Machine Learning methods
Most popular Machine Learning techniques, such as neural networks or Support Vector Machine (SVM), made it possible to successfully address issues of overriding interest in Bioinformatics field, such as automatic disease diagnosis and the recognition of relevant signals in genomics sequences, the classification of gene expression profiles. The models generated by these methods achieve high accuracy, but do not understand the link between inputs and outputs, thus preventing a deeper analysis of the problem under consideration.

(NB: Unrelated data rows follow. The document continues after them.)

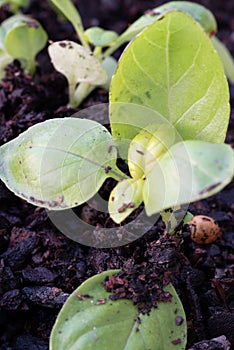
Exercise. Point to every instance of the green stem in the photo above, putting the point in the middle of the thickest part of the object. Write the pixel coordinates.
(117, 174)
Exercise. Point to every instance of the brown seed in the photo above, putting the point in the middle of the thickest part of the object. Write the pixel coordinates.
(204, 229)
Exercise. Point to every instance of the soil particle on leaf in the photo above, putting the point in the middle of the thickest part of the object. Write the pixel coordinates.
(39, 267)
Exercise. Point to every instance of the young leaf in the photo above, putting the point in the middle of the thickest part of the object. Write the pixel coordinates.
(125, 198)
(226, 58)
(78, 64)
(148, 146)
(90, 320)
(59, 163)
(201, 14)
(189, 171)
(24, 38)
(100, 37)
(172, 69)
(15, 4)
(71, 13)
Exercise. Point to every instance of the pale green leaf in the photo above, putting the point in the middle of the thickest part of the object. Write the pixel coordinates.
(180, 79)
(100, 37)
(71, 13)
(89, 324)
(189, 171)
(125, 198)
(226, 58)
(24, 38)
(59, 163)
(201, 14)
(77, 63)
(149, 145)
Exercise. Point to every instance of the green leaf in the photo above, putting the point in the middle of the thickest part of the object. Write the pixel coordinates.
(201, 14)
(148, 146)
(77, 63)
(89, 324)
(181, 80)
(226, 58)
(71, 13)
(24, 38)
(100, 37)
(125, 198)
(110, 65)
(59, 163)
(189, 171)
(5, 59)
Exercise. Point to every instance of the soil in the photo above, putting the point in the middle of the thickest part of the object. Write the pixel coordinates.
(40, 267)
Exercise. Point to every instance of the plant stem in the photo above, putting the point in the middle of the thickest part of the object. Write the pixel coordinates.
(117, 174)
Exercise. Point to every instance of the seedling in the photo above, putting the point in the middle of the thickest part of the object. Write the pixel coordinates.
(102, 43)
(169, 111)
(169, 114)
(15, 5)
(90, 320)
(21, 37)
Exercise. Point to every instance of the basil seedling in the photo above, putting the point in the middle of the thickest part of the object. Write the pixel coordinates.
(15, 5)
(102, 43)
(170, 106)
(22, 37)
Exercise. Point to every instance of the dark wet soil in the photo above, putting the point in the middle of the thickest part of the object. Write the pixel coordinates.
(40, 267)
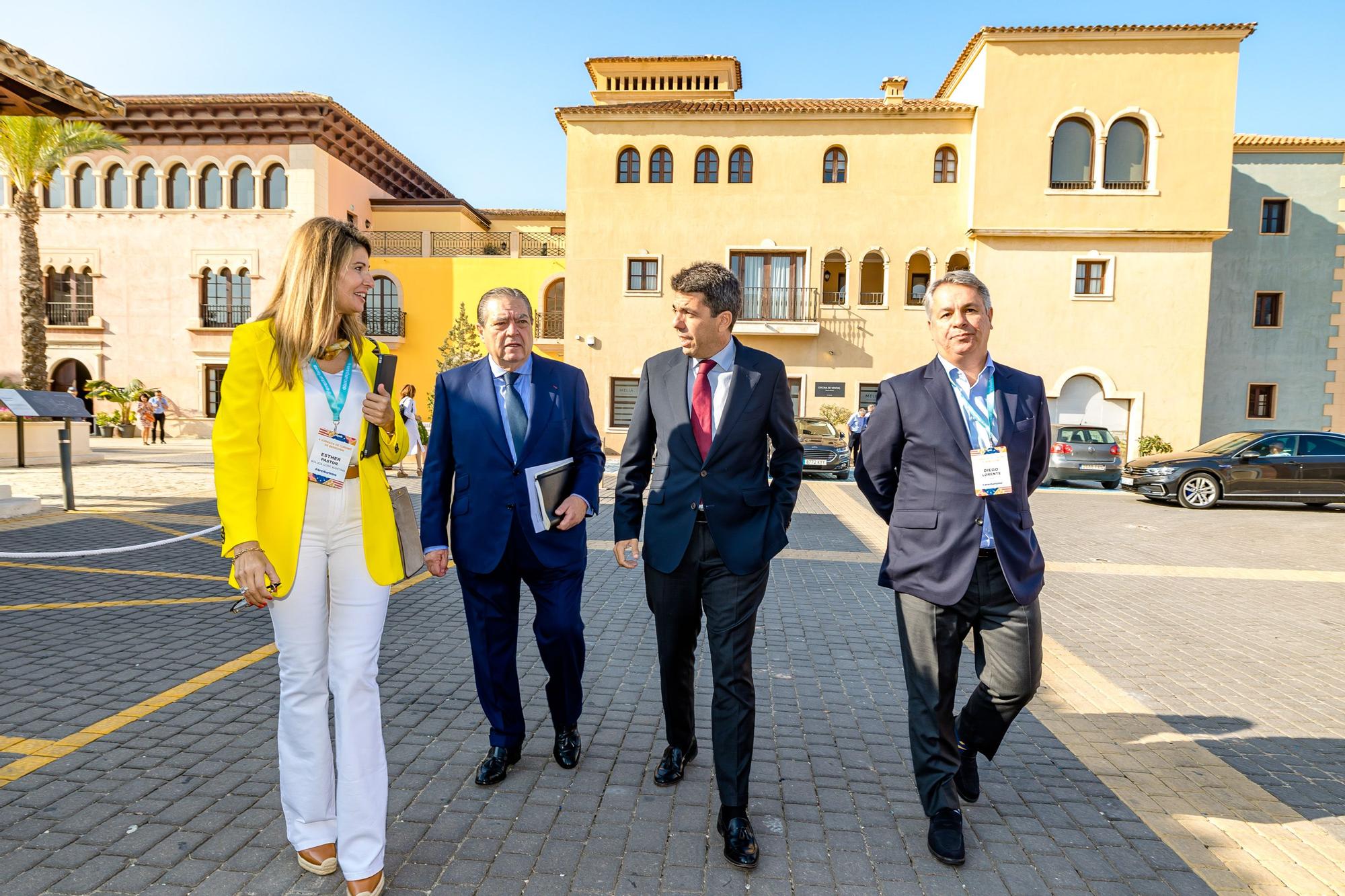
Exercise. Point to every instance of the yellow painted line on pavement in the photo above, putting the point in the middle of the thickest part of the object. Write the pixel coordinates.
(1239, 837)
(44, 752)
(155, 573)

To overcome this difficulty are emerging new Machine Learning techniques, known as methods for extracting rules, which produce models consisting in a set of intelligible rules that describe a physical interest. In this way the researchers in the biomedical field can make use of information extracted from the data collected to infer new knowledge about the problem that is intended to be analyzed.

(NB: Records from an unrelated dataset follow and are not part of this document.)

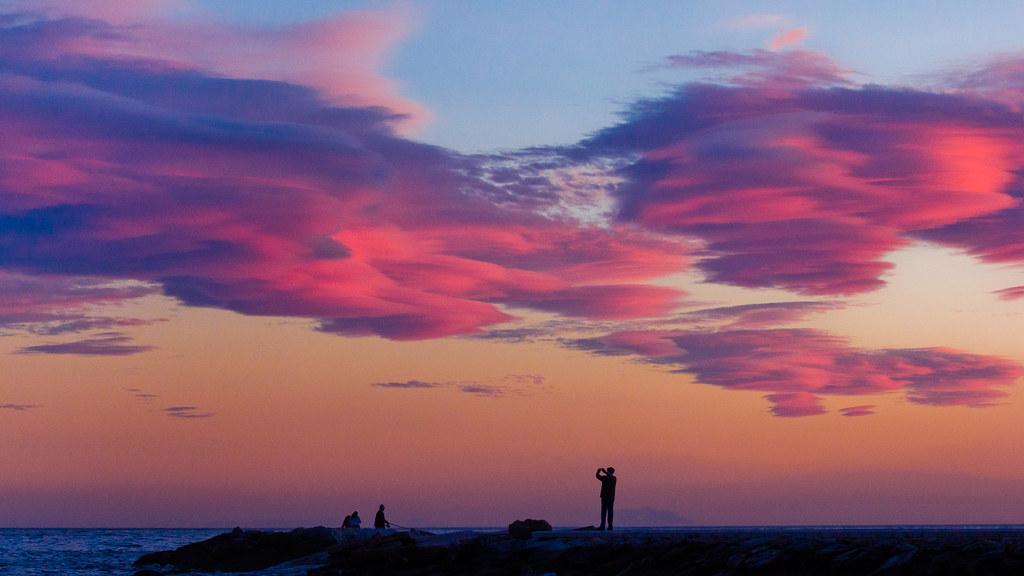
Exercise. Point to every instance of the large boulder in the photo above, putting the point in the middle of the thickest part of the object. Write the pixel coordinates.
(244, 550)
(523, 529)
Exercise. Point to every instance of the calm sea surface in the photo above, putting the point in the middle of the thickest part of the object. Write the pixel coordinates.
(104, 552)
(85, 552)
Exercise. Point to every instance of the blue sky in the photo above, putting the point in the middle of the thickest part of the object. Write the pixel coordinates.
(508, 75)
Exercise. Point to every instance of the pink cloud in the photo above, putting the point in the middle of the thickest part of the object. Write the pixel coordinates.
(791, 178)
(786, 38)
(1013, 293)
(864, 410)
(799, 367)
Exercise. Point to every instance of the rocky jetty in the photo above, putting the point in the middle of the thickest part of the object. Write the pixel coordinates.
(323, 551)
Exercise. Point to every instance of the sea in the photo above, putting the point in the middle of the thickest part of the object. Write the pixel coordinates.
(78, 551)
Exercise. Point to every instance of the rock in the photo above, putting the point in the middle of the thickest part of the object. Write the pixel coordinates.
(523, 529)
(244, 550)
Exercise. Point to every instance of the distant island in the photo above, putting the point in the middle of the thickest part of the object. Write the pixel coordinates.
(531, 547)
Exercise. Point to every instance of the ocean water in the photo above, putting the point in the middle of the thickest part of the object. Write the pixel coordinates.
(86, 551)
(111, 552)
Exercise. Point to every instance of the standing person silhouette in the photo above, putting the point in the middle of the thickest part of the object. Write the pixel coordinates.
(379, 521)
(608, 480)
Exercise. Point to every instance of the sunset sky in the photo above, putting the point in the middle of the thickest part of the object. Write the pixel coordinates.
(266, 262)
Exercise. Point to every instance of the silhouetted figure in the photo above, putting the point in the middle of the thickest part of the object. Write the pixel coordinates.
(380, 522)
(607, 479)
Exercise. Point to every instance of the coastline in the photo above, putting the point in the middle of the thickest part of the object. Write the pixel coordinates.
(691, 550)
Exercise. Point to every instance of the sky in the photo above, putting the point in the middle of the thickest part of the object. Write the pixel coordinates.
(265, 263)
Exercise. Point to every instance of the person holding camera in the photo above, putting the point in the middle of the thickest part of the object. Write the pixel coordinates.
(607, 478)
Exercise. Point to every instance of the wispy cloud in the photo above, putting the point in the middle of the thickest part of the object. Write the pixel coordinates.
(798, 367)
(137, 161)
(105, 344)
(186, 412)
(18, 407)
(518, 384)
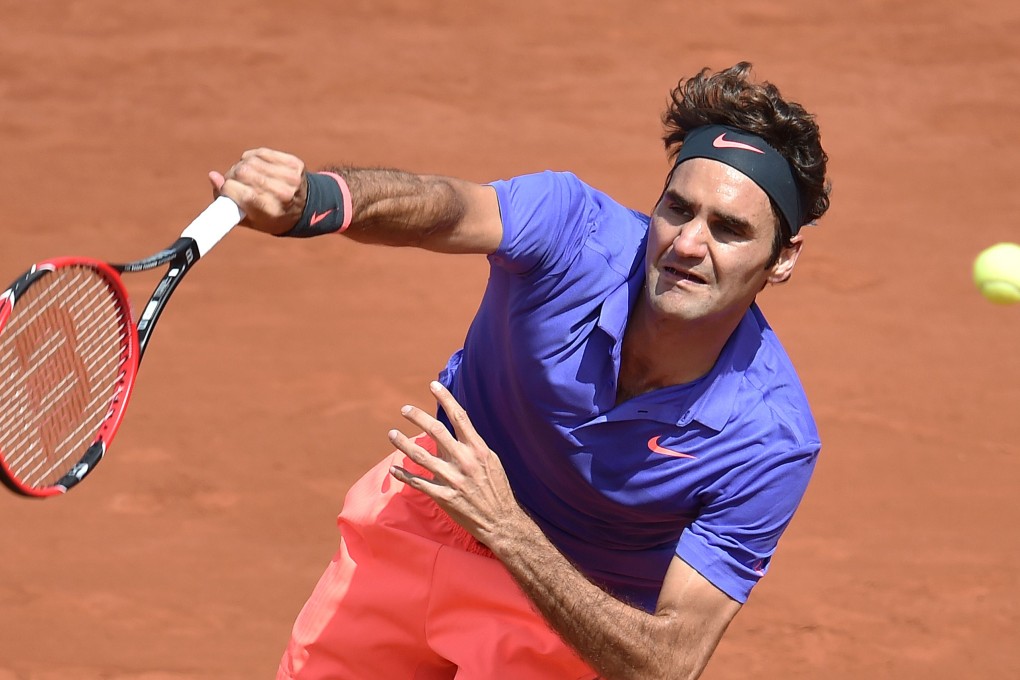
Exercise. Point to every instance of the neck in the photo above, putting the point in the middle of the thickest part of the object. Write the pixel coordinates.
(661, 352)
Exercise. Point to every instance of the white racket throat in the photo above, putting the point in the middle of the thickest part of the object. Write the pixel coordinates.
(213, 223)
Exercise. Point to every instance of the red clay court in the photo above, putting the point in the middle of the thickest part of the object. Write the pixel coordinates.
(189, 553)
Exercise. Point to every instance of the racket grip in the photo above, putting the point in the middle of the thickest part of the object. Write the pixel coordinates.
(213, 223)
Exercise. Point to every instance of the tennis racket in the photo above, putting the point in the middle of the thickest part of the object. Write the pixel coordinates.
(69, 352)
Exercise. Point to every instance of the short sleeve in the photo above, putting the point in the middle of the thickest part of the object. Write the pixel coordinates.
(732, 540)
(546, 218)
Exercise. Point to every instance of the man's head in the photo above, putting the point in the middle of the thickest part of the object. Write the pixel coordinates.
(729, 98)
(728, 220)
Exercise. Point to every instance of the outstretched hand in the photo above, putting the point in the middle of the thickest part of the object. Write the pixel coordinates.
(468, 481)
(269, 186)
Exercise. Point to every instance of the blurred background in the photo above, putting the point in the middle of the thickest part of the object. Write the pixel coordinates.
(281, 365)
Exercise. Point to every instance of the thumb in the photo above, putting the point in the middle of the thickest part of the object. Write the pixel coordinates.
(217, 180)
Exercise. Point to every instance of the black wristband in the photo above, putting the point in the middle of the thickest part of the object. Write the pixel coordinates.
(327, 207)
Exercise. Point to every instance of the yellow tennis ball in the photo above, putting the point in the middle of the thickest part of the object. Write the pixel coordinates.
(997, 273)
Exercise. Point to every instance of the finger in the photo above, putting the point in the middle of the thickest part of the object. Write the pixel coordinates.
(455, 412)
(418, 455)
(217, 180)
(424, 485)
(445, 441)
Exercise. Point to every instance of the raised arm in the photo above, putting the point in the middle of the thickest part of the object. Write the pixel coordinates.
(389, 207)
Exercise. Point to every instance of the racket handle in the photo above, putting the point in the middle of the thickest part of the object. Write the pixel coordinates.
(213, 223)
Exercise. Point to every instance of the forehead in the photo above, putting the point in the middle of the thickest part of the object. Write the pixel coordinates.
(719, 188)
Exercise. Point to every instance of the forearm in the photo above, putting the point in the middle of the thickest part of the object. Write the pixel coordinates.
(398, 208)
(618, 640)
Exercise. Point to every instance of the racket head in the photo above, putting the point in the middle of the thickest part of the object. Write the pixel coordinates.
(68, 359)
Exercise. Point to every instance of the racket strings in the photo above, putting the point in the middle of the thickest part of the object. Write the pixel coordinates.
(61, 360)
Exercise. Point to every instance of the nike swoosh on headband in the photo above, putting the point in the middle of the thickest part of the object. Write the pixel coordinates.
(722, 143)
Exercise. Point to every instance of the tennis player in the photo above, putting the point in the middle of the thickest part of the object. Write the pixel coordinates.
(621, 440)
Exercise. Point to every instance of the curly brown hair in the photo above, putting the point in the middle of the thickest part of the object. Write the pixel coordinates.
(729, 98)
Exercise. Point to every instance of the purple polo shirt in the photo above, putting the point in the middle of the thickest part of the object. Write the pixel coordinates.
(710, 471)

The generality of Machine Learning techniques allows them to be widely used in the processes of data mining, in order to produce a structured representation of the data available, both in the treatment and classification of experiments conducted at experimental home. For example in the gene expression data produced by experiments with DNA microarray, the analysis of images is a fundamental aspect and the amount of data to be treated requires the use of automatic procedures for the location of the spot, and the measurement of assessing reliability. Both these phases and the next classification of gene expression values obtained, and in determining the most relevant genes for a physio-pathological state interest, methods of Machine Learning constitute an irreplaceable technical investigation. In this area, researchers are present in several national projects (LITBIO) and international BIOPATTERN, BIOIFOGRID.